I will start with my first thoughts. And forgive me if I get too personal with my thoughts, but it is MS…
My sons. Both of my sons have grown to be loving, giving, honest men of compassion. Both have a heart to serve the greater need. One is an officer, risking his life every day for the average person on the street. He has held the dying victim in his arms, he has arrested the abuser who hurt, beat, or sexually assaulted the kid, he watches over me constantly- and thinks I don't know. He has been assaulted, shot at, and still he smiles, stands tall, and continues serving.
The other is a warrior of prayer- if you will. He serves the poor, the needy, he lifts up the downtrodden and hopefully he prays diligently for his brother. He is gifted with remarkable ability for computer video graphics, and creates some of the most moving for his ministry I have ever seen.
These are the men of my life. These are the REAL MEN that have touched my heart and let me see that manhood is not abuse. They are fathers that any child would be fortunate to have. They are husbands who can cook, clean, whatever it takes. Manhood does not mean belittling someone else, or threatening someone else in order to be "manly". Manhood is the state you reach when your actions can be lifted up, held forth as an example of what a good spirit can do.
I am so thankful I had limited the exposure these men had to my family of origin when they were young.

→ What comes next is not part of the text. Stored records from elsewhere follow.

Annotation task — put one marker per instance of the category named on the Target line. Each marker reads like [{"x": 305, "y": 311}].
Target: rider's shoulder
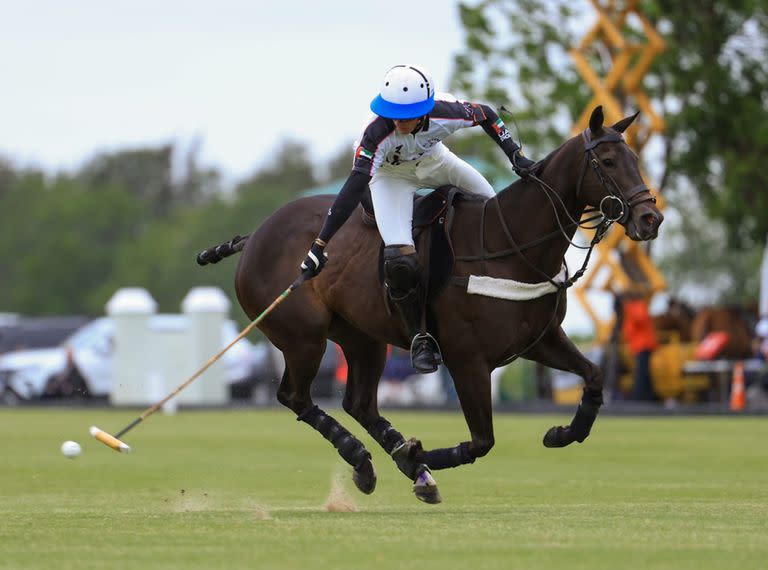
[
  {"x": 449, "y": 107},
  {"x": 378, "y": 127}
]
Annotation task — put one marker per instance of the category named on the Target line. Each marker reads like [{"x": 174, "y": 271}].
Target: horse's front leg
[{"x": 556, "y": 350}]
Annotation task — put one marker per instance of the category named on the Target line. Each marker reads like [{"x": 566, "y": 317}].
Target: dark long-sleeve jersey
[{"x": 382, "y": 144}]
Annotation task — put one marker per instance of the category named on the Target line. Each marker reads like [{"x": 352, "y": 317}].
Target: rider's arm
[
  {"x": 347, "y": 200},
  {"x": 343, "y": 206}
]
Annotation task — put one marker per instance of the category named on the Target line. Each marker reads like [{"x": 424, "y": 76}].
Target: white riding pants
[{"x": 393, "y": 187}]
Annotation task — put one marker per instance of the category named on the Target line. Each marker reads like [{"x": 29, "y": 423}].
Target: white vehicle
[{"x": 25, "y": 374}]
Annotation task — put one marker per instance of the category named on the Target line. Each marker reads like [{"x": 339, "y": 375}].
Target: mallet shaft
[{"x": 114, "y": 441}]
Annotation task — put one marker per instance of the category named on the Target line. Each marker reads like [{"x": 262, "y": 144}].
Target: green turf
[{"x": 246, "y": 489}]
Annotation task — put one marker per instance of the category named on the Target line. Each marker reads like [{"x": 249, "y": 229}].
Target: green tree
[
  {"x": 710, "y": 85},
  {"x": 58, "y": 239}
]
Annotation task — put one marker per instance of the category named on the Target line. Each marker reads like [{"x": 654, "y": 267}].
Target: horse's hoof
[
  {"x": 365, "y": 477},
  {"x": 425, "y": 488},
  {"x": 557, "y": 436}
]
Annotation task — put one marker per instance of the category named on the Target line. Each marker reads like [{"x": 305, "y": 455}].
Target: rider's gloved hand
[
  {"x": 521, "y": 164},
  {"x": 315, "y": 260}
]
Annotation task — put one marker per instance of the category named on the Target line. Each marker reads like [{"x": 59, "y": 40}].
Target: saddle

Thankful they don't really know their uncles, barely knowing their grandmother. I am so thankful they really don't know what abuse is, what sexual assault is. I am thankful they have never experienced the ugliness I was exposed to. And I am thankful that somehow, through the dimness of my own personal shadows of the past, that I somehow managed to display to my sons what a man should be. A man should be "love". That's what a man should be. Love. His family, his friends, his world.
The latest episode of the abusive family I am from has simply concreted for me that I am "a man". I need only look at my sons when I doubt. Unfortunately, I have been doubting quite a bit lately.
I am just wondering what you might think a man is and perhaps if there was someone who exemplified those attributes… care to share?
For now we see through a glass, darkly.